In real scenarios, the training model should be tuned itself. It is
crucial that when tuning the training model, it is done in the absence
of the testing data. This also reduces likelihood of overfitting.
# train the model
train.splsda.srbct <- splsda(X.train, Y.train, ncomp = optimal.ncomp, keepX = optimal.keepX)
The model is then applied on the test set using a specific distance metric. In this case, the Mahalanobis distance was used (arbitrarily).
# use the model on the Xtest set
predict.splsda.srbct <- predict(train.splsda.srbct, X.test,
dist = "mahalanobis.dist")
To evaluate the predictive performance, confusion matrices can be
used. Directly below is such a matrix for a model using just the first
two components. Only one misclassification were made - one sample was
claimed to belong to the NB
class when it truthfully
belonged to the RMS
class.
# evaluate the prediction accuracy for the first two components
predict.comp2 <- predict.splsda.srbct$class$mahalanobis.dist[,2]
table(factor(predict.comp2, levels = levels(Y)), Y.test)
## Y.test
## EWS BL NB RMS
## EWS 3 0 0 0
## BL 0 0 0 0
## NB 2 0 3 1
## RMS 0 0 0 4
Below is the equivalent matrix for the model using all three components. It can be seen that the classification accuracy increased.

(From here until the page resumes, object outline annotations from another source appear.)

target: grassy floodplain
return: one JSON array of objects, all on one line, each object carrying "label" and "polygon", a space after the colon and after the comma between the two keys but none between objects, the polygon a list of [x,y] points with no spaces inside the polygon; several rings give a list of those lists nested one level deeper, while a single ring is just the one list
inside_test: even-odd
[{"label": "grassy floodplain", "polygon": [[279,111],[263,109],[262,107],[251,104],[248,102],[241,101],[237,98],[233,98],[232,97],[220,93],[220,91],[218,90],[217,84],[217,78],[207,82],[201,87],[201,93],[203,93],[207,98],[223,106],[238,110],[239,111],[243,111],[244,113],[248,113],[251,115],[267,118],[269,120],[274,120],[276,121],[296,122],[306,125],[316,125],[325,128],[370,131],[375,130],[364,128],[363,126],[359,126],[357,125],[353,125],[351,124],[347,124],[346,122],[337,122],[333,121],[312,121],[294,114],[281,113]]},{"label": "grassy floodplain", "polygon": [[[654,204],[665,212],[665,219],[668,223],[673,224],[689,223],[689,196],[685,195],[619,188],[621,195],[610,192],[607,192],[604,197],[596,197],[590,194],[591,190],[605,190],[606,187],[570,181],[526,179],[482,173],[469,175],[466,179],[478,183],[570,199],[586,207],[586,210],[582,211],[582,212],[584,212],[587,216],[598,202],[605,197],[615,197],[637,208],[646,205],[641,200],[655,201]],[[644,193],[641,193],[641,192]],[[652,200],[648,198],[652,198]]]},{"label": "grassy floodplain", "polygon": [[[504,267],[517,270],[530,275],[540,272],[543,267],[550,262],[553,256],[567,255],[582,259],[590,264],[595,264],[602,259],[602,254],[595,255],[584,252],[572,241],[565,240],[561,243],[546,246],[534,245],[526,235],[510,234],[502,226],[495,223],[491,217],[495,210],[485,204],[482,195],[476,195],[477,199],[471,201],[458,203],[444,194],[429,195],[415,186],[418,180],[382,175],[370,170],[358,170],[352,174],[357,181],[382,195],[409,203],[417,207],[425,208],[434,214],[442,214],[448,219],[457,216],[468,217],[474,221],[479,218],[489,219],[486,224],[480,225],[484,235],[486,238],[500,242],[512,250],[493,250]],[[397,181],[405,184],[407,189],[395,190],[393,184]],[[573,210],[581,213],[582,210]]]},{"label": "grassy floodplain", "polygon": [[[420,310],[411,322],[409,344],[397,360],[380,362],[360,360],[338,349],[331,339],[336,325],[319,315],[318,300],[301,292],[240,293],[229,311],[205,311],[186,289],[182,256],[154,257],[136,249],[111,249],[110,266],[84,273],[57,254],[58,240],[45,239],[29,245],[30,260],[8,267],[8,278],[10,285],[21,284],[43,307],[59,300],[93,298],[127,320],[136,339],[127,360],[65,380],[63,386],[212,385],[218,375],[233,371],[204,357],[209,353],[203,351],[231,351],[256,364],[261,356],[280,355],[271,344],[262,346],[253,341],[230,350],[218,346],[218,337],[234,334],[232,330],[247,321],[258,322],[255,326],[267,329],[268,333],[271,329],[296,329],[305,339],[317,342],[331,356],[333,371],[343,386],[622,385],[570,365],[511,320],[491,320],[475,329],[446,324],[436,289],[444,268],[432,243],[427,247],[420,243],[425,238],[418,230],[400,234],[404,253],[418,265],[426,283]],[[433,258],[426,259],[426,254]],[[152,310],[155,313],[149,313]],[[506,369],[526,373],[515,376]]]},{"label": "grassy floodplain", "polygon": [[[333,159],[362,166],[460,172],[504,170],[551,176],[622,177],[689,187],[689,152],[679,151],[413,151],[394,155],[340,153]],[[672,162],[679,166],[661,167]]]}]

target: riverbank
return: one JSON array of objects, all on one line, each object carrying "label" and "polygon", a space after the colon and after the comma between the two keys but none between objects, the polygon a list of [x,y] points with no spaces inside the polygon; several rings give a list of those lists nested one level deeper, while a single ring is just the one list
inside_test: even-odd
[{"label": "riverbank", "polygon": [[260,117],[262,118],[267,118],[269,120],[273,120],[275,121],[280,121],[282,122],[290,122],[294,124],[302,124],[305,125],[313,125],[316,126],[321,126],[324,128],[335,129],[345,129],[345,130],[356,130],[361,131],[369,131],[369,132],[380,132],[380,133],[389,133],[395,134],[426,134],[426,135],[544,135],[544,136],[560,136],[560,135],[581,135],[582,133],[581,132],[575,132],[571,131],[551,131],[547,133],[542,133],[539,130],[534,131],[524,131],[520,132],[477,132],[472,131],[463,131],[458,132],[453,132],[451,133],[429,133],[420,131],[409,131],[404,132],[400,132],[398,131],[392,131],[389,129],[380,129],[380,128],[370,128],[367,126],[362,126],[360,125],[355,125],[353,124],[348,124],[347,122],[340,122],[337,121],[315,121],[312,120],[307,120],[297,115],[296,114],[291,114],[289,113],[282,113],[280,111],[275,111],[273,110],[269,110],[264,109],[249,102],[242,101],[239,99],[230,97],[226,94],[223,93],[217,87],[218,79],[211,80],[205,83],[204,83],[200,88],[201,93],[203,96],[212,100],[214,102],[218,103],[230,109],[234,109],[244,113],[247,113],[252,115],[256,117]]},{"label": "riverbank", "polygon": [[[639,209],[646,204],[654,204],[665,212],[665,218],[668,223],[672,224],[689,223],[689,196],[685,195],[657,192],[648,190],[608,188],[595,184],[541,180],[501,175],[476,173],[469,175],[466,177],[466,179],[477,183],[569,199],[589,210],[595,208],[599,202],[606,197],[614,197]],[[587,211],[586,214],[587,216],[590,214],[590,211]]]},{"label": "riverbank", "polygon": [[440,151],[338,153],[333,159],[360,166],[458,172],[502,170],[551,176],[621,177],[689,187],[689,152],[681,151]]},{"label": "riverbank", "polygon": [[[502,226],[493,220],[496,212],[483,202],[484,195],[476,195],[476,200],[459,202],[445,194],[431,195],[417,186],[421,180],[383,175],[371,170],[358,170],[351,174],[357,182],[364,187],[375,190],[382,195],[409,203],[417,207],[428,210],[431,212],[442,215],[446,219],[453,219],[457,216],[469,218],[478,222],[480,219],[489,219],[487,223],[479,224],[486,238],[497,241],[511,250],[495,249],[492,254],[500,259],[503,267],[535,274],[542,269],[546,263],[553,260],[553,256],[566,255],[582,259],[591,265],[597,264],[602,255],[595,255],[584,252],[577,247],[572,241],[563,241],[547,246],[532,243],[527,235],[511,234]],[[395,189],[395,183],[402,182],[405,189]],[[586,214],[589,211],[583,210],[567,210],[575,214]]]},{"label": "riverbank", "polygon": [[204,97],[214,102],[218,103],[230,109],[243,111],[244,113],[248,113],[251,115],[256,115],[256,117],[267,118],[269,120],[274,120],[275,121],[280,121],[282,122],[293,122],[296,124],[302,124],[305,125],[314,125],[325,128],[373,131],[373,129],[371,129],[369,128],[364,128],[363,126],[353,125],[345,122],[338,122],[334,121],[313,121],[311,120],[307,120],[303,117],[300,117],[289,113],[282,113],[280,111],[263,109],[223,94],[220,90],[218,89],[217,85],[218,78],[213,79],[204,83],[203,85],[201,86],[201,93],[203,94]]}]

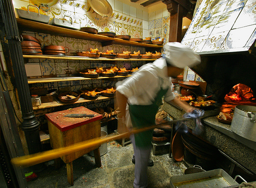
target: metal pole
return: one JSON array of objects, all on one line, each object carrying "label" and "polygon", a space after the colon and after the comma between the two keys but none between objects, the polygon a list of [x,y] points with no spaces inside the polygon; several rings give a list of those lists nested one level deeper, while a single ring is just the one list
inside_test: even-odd
[{"label": "metal pole", "polygon": [[[39,134],[39,123],[35,118],[30,98],[28,79],[14,9],[11,0],[0,0],[2,19],[5,28],[6,38],[10,52],[15,76],[14,87],[17,88],[23,122],[22,128],[25,132],[30,154],[40,152],[41,143]],[[43,164],[32,167],[34,172],[42,170]]]}]

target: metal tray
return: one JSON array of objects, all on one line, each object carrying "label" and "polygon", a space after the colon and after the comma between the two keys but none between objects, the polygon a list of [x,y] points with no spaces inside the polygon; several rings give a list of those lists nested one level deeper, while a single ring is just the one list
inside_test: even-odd
[{"label": "metal tray", "polygon": [[[64,19],[65,17],[70,18],[71,21],[65,20]],[[80,29],[79,24],[73,22],[72,17],[66,15],[65,15],[63,17],[63,19],[53,18],[51,21],[50,21],[49,24],[53,26],[59,26],[62,28],[66,28],[77,30],[80,30]]]},{"label": "metal tray", "polygon": [[239,184],[222,169],[173,176],[172,188],[222,187]]},{"label": "metal tray", "polygon": [[38,21],[44,24],[48,24],[50,20],[50,16],[39,14],[39,8],[36,6],[28,5],[28,10],[29,10],[29,6],[35,7],[37,8],[38,9],[38,13],[37,13],[36,12],[31,11],[26,11],[26,10],[15,8],[16,12],[17,13],[17,15],[19,18]]}]

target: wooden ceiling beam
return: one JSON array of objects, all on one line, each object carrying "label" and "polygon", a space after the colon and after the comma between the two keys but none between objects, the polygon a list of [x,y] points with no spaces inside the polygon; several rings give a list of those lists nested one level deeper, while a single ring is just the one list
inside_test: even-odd
[{"label": "wooden ceiling beam", "polygon": [[148,6],[149,5],[153,4],[153,3],[157,3],[157,2],[158,2],[160,1],[161,1],[161,0],[148,0],[145,2],[144,2],[144,3],[140,4],[140,5],[142,5],[143,7],[146,7],[146,6]]}]

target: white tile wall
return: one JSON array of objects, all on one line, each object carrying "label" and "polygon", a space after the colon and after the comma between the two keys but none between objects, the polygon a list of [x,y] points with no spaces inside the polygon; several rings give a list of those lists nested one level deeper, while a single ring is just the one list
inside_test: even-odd
[{"label": "white tile wall", "polygon": [[137,17],[137,11],[136,11],[136,8],[135,7],[130,7],[130,15],[131,16]]},{"label": "white tile wall", "polygon": [[130,6],[123,3],[123,13],[130,15]]},{"label": "white tile wall", "polygon": [[142,10],[138,9],[136,10],[136,17],[138,19],[143,19],[143,11]]},{"label": "white tile wall", "polygon": [[143,30],[148,30],[148,21],[144,20],[142,20],[142,29]]},{"label": "white tile wall", "polygon": [[123,4],[117,0],[115,0],[115,10],[123,12]]},{"label": "white tile wall", "polygon": [[143,20],[148,20],[148,13],[146,11],[143,11]]}]

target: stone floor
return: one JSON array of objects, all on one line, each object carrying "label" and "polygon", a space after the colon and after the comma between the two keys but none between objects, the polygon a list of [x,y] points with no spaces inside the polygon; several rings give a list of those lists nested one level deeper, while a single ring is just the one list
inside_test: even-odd
[{"label": "stone floor", "polygon": [[[94,158],[89,154],[73,161],[74,185],[71,186],[67,179],[66,164],[55,169],[53,161],[46,163],[47,168],[37,173],[38,178],[28,182],[29,187],[133,187],[134,165],[132,144],[122,147],[118,142],[108,143],[108,152],[101,156],[101,168],[96,168]],[[176,162],[169,157],[169,145],[156,148],[151,158],[153,167],[148,167],[148,188],[167,188],[172,176],[184,174],[185,163]]]}]

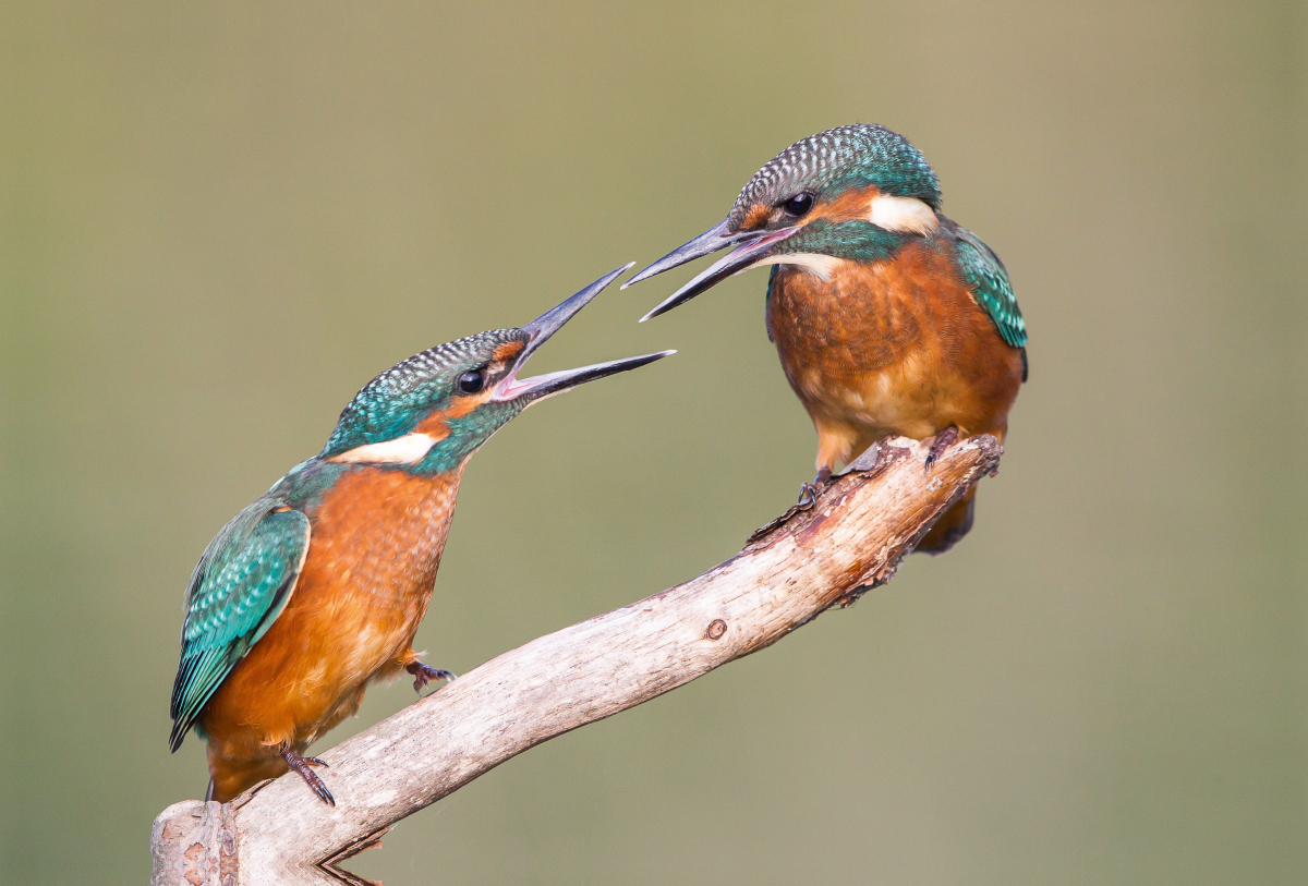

# evaluate the prediction accuracy for the first three components
predict.comp3 <- predict.splsda.srbct$class$mahalanobis.dist[,3]
table(factor(predict.comp3, levels = levels(Y)), Y.test)
## Y.test
## EWS BL NB RMS
## EWS 3 0 0 0
## BL 0 0 0 0
## NB 1 0 3 1
## RMS 1 0 0 4
AUC plots can be used for performance evaluation. AUC scores are
calculated from training cross-validation sets and averaged in the
perf()
function (perf.plsda.srbct$auc
and
perf.plsda.srbct$auc.all
for one vs. one class or one
vs. all classes respectively).
However, ROC and AUC criteria may not be particularly insightful, or be in agreement with the PLSDA performance, as the prediction threshold in PLS-DA is based on specified distance. AUROC curves use a cutoff that maximises specificity and sensitivity rather than this distance and hence should be used a merely a complementary tool.
AUROC plots for models containing one component and three components
can be seen in Figure 10 (a) and (b) respectively. Figure 10(a) suggests
that the sPLS-DA model can distinguish BL
subjects from the
other groups with a high true positive and low false positive rate,
while the model is less well able to distinguish samples from other
classes on component 1. The model including all three components (Figure
10(b)) has a perfect classification accuracy. While the model is
definitely improved by the addition of two components, it is the small
testing set size which allows for this perfect score.
Note that if print = TRUE
(as is by default), numerical
output including AUC and a Wilcoxon test p-value for each ‘one
vs. other’ class comparisons that are performed per component will be
printed.
auc.splsda = auroc(final.splsda, roc.comp = 1, print = FALSE) # AUROC for the first component
auc.splsda = auroc(final.splsda, roc.comp = 3, print = FALSE) # AUROC for all three components
FIGURE 10: ROC curve and AUC from sPLS-DA on the SRBCT gene expression data on component 1 (a) and all three components (b) averaged across one-vs.-all comparisons.